Получив заказ, Угрим вынес бочонок кваса и парочку караваев душистого хлеба, чтобы гости до начала основной еды могли сначала слегка подкрепиться. А на кухне уже суетились рабы и домашние Угрима: кто-то рубил мясо, кто-то чистил рыбу, кто-то катал и отбивал тесто в тугое. Заполыхал очаг, потянуло дымком от печки и подтопка.

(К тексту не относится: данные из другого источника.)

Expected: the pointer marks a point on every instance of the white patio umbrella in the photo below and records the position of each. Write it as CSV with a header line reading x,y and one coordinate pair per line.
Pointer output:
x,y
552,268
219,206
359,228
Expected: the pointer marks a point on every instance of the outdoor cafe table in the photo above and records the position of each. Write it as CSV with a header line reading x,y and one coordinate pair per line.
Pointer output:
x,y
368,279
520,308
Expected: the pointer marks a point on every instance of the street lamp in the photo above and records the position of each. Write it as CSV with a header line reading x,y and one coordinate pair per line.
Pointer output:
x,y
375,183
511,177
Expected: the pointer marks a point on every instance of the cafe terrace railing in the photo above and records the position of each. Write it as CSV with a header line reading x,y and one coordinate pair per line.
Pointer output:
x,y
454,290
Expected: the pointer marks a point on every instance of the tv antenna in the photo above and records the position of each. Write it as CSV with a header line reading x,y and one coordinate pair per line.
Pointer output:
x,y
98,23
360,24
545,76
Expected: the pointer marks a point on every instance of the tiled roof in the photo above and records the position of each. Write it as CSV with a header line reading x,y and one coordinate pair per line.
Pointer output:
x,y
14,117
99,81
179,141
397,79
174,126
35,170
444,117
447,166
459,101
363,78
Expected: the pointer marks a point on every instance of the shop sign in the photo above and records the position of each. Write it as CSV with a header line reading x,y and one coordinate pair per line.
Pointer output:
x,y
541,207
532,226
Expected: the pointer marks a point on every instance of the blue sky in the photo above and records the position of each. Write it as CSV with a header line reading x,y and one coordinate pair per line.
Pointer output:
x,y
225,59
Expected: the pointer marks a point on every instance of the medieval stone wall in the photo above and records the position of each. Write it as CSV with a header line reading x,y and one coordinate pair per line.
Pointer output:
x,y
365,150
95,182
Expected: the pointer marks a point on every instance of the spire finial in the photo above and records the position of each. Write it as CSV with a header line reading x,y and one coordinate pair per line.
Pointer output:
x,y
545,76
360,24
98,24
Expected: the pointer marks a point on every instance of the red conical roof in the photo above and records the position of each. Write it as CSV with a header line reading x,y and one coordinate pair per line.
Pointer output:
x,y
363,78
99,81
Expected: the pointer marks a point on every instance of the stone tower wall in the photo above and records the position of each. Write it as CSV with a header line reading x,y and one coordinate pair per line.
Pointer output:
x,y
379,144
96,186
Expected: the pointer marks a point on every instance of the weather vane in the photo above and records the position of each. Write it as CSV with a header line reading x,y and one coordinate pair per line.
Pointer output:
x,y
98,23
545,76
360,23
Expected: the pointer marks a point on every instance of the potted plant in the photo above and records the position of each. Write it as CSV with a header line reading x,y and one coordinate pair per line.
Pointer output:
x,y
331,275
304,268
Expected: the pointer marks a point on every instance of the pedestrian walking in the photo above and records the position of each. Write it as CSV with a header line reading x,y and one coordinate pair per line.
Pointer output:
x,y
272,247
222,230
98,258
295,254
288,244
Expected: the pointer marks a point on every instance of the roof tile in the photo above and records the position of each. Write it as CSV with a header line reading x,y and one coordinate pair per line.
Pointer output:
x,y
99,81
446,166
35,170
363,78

Но вот на сковородках зашипело, в котлах забурлило, забулькало в чугунках, от нарубленной на крупные куски туши лося потянуло пряным духом. Здоровенный полуголый раб доставал куски из корыта со специями, продевал на вертел, подвешивал в очаге над огнём. И такие неописуемые аппетитные запахи разнеслись по избе, что невольно заквакало в животах, потекла обильная слюна. Но никто из гостей даже в мыслях не держал, чтобы поторопить хозяина. Блюдо будет готово в свой положенный срок. Не нравится, торопишься – иди в другое место! Угрим ценил свой труд и до самозабвения любил своё дело. А поспешишь – как известно, людей насмешишь. Каждое кушанье должно быть сделано неторопливо, со вкусом, мастерством и с любовью. Да-да, именно с любовью, иначе ничего вкусного не получится, а получится «жрать можно, и то ладно» – а так Угрим не умел. И ему было безразлично, торопится гость или нет – блюду нужно выстояться, промариноваться, проперцеваться, прожариться или провариться положенное ему время. Зато потом необычайно вкусной получалась даже самая простая каша. В поварском деле он был как старый, испытанный воин на поле боя, хотя и военное искусство ему тоже было знакомо – молодым ходил Угрим в набеги, немало вражеских голов раскрошил он своею боевой дубиной. А потом вот прикипел к котлу с поварёшкой. На добытое в походах приобрел избу-едальню и нисколько не жалеет. Ибо, помимо любимого дела, это было очень выгодное вложение капитала. Угрим ведь не только кормит у себя людей, но и продаёт товар. Три его старших сына сами водят караваны, двое – те, что помладше, нанялись охранять караваны других хозяев. Вот сейчас Омут ушёл в страну Желтой реки, а Третьяк подался на север с чулыманскими купцами. Младший, Четвертак, пока дома по хозяйству помогает, да еще пять дочерей есть у Угрима: двое – на выданье, двое – пострелята, а пятая – в люльке сопит. Доволен Угрим тем, как его жизнь сложилась.